Les questions sont connus et mille fois ressassées: Comment mieux prévenir les risques de dérives communautaristes dans un canton aussi multiculturel que Genève, où cohabitent des hommes et des femmes de cultures religieuses et de traditions très différentes? Pourquoi les élèves doivent-ils acquérir une meilleure connaissance des faits religieux en tant que réalités culturelles et historiques? De quoi les enseignant-e-s doivent-ils être pourvus pour être en mesure d'informer et de former les élèves dans le respect des croyances et des traditions de chacun-e?

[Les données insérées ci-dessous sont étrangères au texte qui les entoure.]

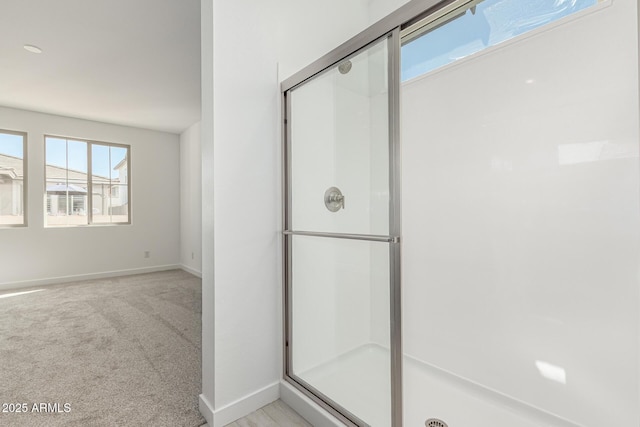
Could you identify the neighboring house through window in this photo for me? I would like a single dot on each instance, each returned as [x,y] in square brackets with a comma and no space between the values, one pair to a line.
[13,178]
[87,182]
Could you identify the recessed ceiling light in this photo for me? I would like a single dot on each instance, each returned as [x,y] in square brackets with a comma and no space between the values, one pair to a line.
[33,49]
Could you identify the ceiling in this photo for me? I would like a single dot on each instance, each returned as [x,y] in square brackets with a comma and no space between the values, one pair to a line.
[128,62]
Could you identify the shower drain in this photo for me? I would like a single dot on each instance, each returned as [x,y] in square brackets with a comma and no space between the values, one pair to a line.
[434,422]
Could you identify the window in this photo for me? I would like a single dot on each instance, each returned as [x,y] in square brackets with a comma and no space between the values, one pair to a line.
[13,178]
[87,182]
[475,26]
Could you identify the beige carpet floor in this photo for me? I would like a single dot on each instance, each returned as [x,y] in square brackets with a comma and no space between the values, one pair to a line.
[115,352]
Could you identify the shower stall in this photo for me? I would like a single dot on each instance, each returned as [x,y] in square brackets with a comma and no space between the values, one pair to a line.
[501,289]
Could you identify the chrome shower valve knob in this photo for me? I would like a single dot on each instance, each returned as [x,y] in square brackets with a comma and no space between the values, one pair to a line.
[333,199]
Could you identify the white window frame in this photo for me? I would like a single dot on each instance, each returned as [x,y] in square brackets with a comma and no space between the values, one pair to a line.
[90,143]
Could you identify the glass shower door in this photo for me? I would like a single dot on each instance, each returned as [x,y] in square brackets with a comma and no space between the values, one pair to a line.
[341,249]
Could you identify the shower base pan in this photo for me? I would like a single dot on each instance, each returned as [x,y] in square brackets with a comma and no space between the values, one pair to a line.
[359,381]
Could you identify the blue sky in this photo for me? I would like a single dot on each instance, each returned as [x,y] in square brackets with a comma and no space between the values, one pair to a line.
[77,150]
[494,21]
[103,158]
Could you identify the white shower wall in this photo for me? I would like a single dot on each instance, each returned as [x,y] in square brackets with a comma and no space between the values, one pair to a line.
[520,219]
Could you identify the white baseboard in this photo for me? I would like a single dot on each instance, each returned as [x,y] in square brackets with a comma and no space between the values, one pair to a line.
[191,270]
[243,407]
[81,277]
[206,409]
[307,408]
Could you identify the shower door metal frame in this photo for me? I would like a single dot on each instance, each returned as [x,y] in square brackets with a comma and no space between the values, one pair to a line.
[394,27]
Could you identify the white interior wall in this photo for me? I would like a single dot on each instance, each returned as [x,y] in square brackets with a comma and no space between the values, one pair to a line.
[251,46]
[191,200]
[520,218]
[35,254]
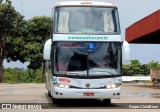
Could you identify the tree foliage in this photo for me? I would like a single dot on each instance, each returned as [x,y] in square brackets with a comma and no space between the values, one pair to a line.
[39,30]
[12,34]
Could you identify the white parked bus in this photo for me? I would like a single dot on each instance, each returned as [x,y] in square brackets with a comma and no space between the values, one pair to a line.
[83,58]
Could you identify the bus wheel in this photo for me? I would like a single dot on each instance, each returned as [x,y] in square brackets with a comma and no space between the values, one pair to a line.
[107,101]
[49,93]
[55,101]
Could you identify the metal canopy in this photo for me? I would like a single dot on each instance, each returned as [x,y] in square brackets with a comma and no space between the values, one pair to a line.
[145,31]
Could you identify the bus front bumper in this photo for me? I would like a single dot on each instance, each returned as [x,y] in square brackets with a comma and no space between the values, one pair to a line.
[62,93]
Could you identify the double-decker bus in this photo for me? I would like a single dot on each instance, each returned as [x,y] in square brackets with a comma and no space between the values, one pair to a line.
[83,58]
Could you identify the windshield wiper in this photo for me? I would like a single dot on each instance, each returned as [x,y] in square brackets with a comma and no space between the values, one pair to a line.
[71,73]
[105,71]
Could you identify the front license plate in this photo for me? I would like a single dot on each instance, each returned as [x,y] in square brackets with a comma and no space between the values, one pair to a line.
[88,94]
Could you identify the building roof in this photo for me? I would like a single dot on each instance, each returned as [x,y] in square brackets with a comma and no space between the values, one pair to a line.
[146,30]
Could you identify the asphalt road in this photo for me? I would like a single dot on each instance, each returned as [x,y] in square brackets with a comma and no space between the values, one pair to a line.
[37,93]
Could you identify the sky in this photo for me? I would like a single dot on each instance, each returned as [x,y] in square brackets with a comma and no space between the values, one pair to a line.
[130,11]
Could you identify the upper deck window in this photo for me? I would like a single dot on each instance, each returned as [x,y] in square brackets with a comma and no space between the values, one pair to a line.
[89,20]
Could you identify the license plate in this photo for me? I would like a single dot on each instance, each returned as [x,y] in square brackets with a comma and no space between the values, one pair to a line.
[88,94]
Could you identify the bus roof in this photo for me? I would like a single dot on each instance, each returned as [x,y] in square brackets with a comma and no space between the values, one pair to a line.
[84,3]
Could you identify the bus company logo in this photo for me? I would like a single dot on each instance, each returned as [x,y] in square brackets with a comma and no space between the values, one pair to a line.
[64,80]
[87,85]
[6,106]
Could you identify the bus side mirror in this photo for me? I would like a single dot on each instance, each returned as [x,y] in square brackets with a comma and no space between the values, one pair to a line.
[126,51]
[47,50]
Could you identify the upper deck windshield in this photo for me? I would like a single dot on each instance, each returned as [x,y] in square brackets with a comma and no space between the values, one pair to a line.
[87,58]
[94,20]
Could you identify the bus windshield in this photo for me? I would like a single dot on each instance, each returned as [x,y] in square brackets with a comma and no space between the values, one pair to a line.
[87,58]
[95,20]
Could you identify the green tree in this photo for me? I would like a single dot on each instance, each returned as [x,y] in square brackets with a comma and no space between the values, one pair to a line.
[12,31]
[39,30]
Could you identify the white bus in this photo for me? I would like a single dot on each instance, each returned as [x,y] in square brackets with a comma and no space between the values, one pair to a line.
[83,58]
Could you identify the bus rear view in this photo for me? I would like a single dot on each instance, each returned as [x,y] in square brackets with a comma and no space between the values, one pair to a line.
[84,56]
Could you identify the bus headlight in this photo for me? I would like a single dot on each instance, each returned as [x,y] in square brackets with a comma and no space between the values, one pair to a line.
[110,86]
[62,85]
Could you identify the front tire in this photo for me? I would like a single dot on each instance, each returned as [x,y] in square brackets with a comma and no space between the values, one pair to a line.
[106,101]
[55,101]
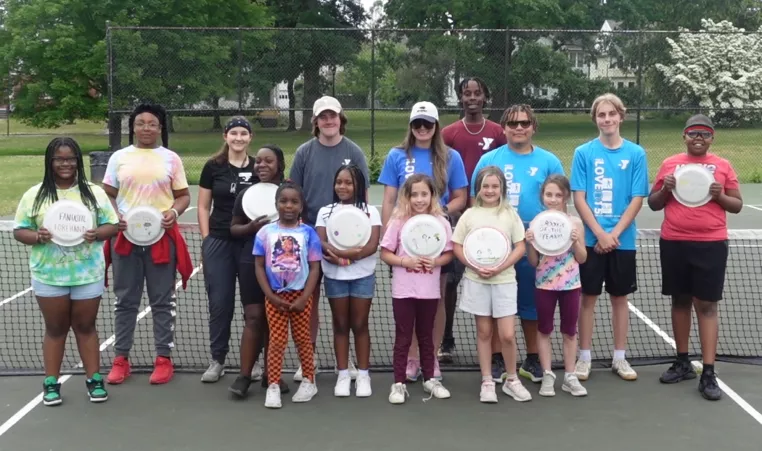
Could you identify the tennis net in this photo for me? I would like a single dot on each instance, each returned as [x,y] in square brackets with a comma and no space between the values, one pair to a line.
[22,328]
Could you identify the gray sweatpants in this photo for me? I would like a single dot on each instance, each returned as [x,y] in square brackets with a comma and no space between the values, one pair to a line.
[130,273]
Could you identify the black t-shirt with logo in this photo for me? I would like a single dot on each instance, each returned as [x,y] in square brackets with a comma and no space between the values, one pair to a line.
[226,182]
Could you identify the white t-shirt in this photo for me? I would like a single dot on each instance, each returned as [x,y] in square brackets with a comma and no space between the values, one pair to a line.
[360,268]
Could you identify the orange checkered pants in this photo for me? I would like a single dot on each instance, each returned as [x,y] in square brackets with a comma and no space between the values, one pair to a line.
[300,329]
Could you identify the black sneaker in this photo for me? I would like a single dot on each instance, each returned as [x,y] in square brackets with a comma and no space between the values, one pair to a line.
[680,370]
[708,386]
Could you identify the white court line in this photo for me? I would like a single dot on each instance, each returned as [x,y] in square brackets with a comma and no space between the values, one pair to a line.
[38,399]
[725,388]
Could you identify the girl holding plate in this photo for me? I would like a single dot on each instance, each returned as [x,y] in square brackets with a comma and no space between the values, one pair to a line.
[64,218]
[349,230]
[695,189]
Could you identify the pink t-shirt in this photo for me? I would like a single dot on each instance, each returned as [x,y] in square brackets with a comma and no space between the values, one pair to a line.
[705,223]
[408,283]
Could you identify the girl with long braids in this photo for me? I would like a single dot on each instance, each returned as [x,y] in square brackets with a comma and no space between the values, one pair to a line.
[147,173]
[67,281]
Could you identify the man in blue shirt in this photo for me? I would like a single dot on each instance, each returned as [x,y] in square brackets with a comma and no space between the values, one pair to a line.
[609,181]
[526,167]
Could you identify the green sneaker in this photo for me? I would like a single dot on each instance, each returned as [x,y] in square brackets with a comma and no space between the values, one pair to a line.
[51,391]
[96,389]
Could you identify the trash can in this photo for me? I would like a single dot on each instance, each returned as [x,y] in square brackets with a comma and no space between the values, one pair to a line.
[98,163]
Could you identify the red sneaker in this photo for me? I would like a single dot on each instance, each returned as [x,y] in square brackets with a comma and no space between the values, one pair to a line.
[163,371]
[120,371]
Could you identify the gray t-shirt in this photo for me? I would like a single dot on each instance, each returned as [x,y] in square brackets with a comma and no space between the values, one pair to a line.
[314,168]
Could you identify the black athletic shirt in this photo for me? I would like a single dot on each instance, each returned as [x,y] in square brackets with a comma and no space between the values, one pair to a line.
[226,182]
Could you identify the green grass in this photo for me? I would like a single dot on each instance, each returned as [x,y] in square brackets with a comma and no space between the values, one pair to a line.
[21,155]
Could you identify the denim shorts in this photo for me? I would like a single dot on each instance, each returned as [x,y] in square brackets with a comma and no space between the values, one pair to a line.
[75,293]
[363,288]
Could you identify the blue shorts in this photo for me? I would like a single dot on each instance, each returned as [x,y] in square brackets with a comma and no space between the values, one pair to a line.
[75,293]
[363,288]
[525,277]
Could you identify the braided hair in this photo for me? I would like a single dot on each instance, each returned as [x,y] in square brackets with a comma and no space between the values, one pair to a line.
[47,191]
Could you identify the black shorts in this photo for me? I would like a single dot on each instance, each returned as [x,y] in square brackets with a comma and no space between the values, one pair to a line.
[618,269]
[693,268]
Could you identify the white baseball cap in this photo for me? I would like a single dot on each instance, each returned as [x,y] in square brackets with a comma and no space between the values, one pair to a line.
[424,110]
[326,103]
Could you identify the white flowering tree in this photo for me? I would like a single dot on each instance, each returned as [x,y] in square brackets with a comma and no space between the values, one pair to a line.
[720,68]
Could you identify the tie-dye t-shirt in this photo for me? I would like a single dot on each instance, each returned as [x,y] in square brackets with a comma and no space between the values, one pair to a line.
[287,253]
[65,266]
[145,177]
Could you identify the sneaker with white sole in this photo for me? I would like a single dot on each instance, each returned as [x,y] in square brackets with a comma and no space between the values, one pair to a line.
[487,393]
[582,369]
[572,385]
[272,400]
[623,369]
[548,383]
[398,393]
[362,386]
[215,371]
[515,389]
[307,391]
[343,386]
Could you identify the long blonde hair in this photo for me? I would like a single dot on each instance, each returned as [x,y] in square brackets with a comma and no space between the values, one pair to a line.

On entendra donc sous la houlette d'Isabelle Moncada, journaliste à la TSR, Charles Beer, le patron de l'Instruction publique,Shafique Keshavjee, écrivain et professeur de théologie œcuménique et théologie des religions à l'Université de Genève, Nicole Durisch Gauthier, ancienne directrice du Centre intercantonal d'Information sur les croyances (CIC), professeure formatrice en didactique de l'histoire et des sciences des religions à la Haute école pédagogique du canton de Vaud et Andrea Rota, assistant de recherche à la chaire de Science des Religions de l'Université de Fribourg et collaborateur du programme national de recherche "collectivités religieuses, Etat et société".

Commentaires

  • Cher Monsieur,
    Merci pour ce soutien!
    Deux précisions:
    a)Rendre à César ce qui est à César et au DIP ce qui est au DIP: La matinée est organisée en collaboration DIP -Groupe citoyen
    b) Le site du Groupe citoyen :www.ecolelaique-religions.org (On ne peut en effet pas cliquer sur l'hypertexte Groupe citoyen)

    Je ovus souhaite une bonne journée.
    Avec mes salutations les meilleures.